Our airspace, historically dominated by commercial aircraft and helicopters, is now being shared with unmanned aerial vehicles (UAVs) of all shapes and sizes at a growing rate. In fact, the volume of drones is already outpacing manned aircraft. According to the FAA, there are nearly four times as many registered drones as manned aircraft.
In the near future, we’ll also see unmanned vehicles carrying passengers and cargo take flight. NASA projects the number of unmanned flights per year will reach 500 million for package delivery services and 750 million for passenger transportation by 2030.
However, there are a couple key challenges that must be addressed to keep our skies safe and provide drone operators with equitable airspace access, particularly in high-risk areas near airports and urban environments.
- Flight transparency: For starters, real-time awareness of all current and planned unmanned flights is critical to ensure airspace safety. This requires drone operators to share a detailed record of their intended flight paths, position tracks, flight status, and any route changes during flight. These details must be accurate and up to date to optimize the airspace and pre-empt unnecessary deconfliction with other aircraft. However, this process becomes increasingly difficult as businesses autonomously operate a larger volume of drones to deliver packages, surveil pipelines, monitor crops, and more.
- Flight auditability: In the wake of an incident, aviation authorities also need access to historical flight data to determine the sequence of events and hold operators accountable. However, they need assurances the flight logs haven’t been tampered with by the drone operator or a third party. This requires the industry to ensure the security and integrity of data exchanged between drone operators, authorities, and service suppliers.
In manned aviation, these challenges are addressed by using long-range radars to monitor aircraft in-flight and black boxes to audit flight data following an incident. An airplane’s black box refers to its flight data recorder (FDR) and cockpit voice recorder (CVR), typically stored near the tail of an aircraft. The FDR records key parameters such as time, altitude, and airspeed, while the CVR records the pilot’s voice, radio transmissions, and engine noises.
So what’s the solution in unmanned aviation? It’s evident a new approach is required to ensure the traceability and accountability of drones, especially given the volume of unmanned aircraft taking flight. The answer is a tamper-proof “digital black box” powered by blockchain technology.
What is blockchain technology?
In technical terms, blockchain is a distributed ledger of immutable records stored in a decentralized database. Although it sounds complex, this technology can simplify the process of sharing accurate, up-to-date flight data with authorities by assigning a unique ID to every unmanned aircraft and maintaining a real-time record of each drone’s status, flight details (e.g., altitude, coordinates), operator, and maintenance history.

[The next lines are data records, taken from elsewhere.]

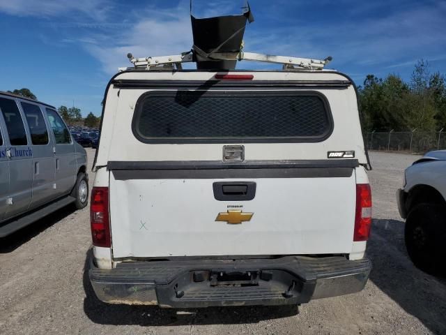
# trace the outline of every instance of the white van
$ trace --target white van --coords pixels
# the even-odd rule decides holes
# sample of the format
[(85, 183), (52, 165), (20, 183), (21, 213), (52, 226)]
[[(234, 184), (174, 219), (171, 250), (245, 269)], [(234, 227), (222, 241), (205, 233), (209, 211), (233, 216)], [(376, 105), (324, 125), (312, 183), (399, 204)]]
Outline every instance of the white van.
[(0, 91), (0, 237), (88, 204), (86, 152), (56, 109)]
[(180, 57), (132, 59), (107, 87), (91, 208), (99, 299), (278, 305), (361, 290), (371, 199), (353, 82), (312, 60), (167, 66)]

This approach enables a common operating picture recorded securely, accurately, and permanently on a digital ledger. In a blockchain, each flight log is linked to the previous log with cryptography so they can’t be altered retroactively. That means authorities can analyze flight data in the wake of an incident and hold operators accountable with certainty the data hasn’t been tampered with.
The use of private keys ensures only authorized parties have access to confidential data, such as flight plans, operator details, and payload information. This gives businesses assurances their operational data won’t be accessed or intercepted by a malicious actor.
Ultimately, blockchain technology can replace the traditional black box to enable a more advanced, digital approach in unmanned aviation. Augmented with smart contracts, blockchain also has the ability to automate compliance with the airspace rules and help ensure every drone is safe to fly.